Geosynchronous Orbit: GEO
A geostationary orbit, or Geostationary Earth Orbit (GEO), is a circular orbit—in physics, the gravitationally curved path of an object around a point in space, for example, the orbit of a planet around the center of a star system, such as the Solar System. It is 35,786 km (22,000 mi) above the Earth’s equator, or the intersection of a sphere’s surface with the plane perpendicular to the sphere’s axis of rotation and containing the sphere’s center of mass. It also follows the direction of the Earth’s rotation.
An object in such an orbit has an orbital period equal to the Earth’s rotational period, or one sidereal day, a time-keeping system astronomers use to keep track of the direction to point their telescopes to view a given star in the night sky. Thus, it appears motionless, at a fixed position in the sky, to the ground observers.

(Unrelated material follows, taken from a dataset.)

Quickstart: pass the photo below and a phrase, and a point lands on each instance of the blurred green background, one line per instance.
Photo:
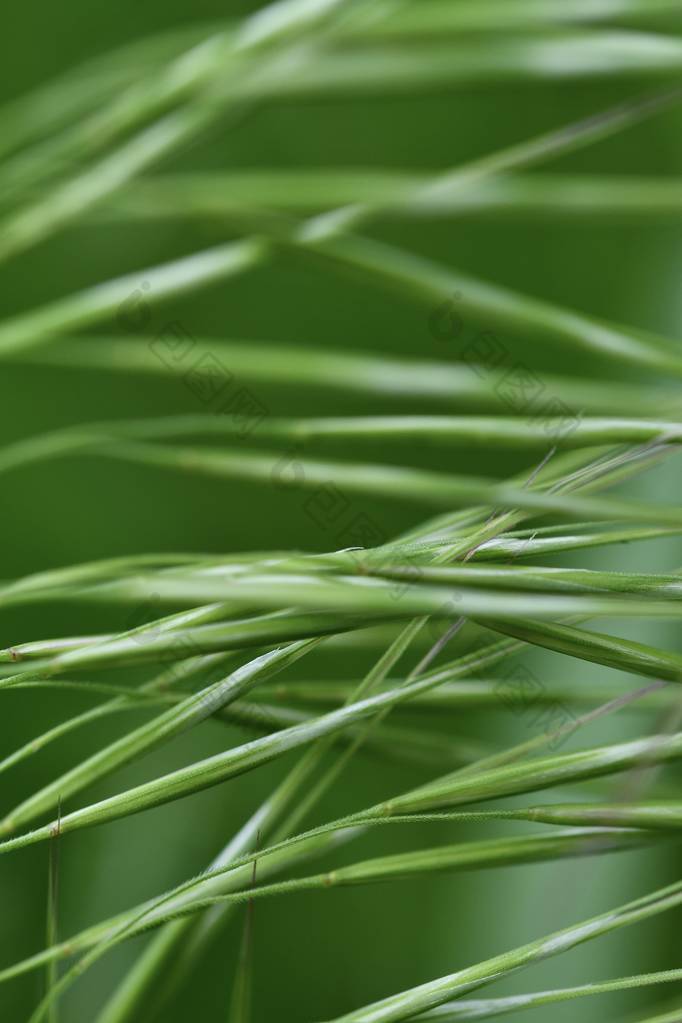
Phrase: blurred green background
(315, 954)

Communications satellites (sometimes abbreviated to COMSAT), an artificial satellite stationed in space for the purpose of telecommunications, and weather satellites, a type of satellite that is primarily used to monitor the weather and climate of the Earth, are often given stationary orbits. It is so that the satellite antennas/dishes, a dish-spaced type of parabolic antenna designed to receive microwaves from communications satellites, which transmit data transmissions or broadcasts, such as satellite television, that communicate with them do not have to move to track them, but can be pointed permanently at the position in the sky where they stay.
A geostationary orbit is a particular type of geosynchronous orbit (sometimes abbreviated GSO), an orbit around the Earth with an orbital period of one sidereal day (approximately 23 hours 56 minutes and four seconds), matching the Earth’s sidereal rotation period.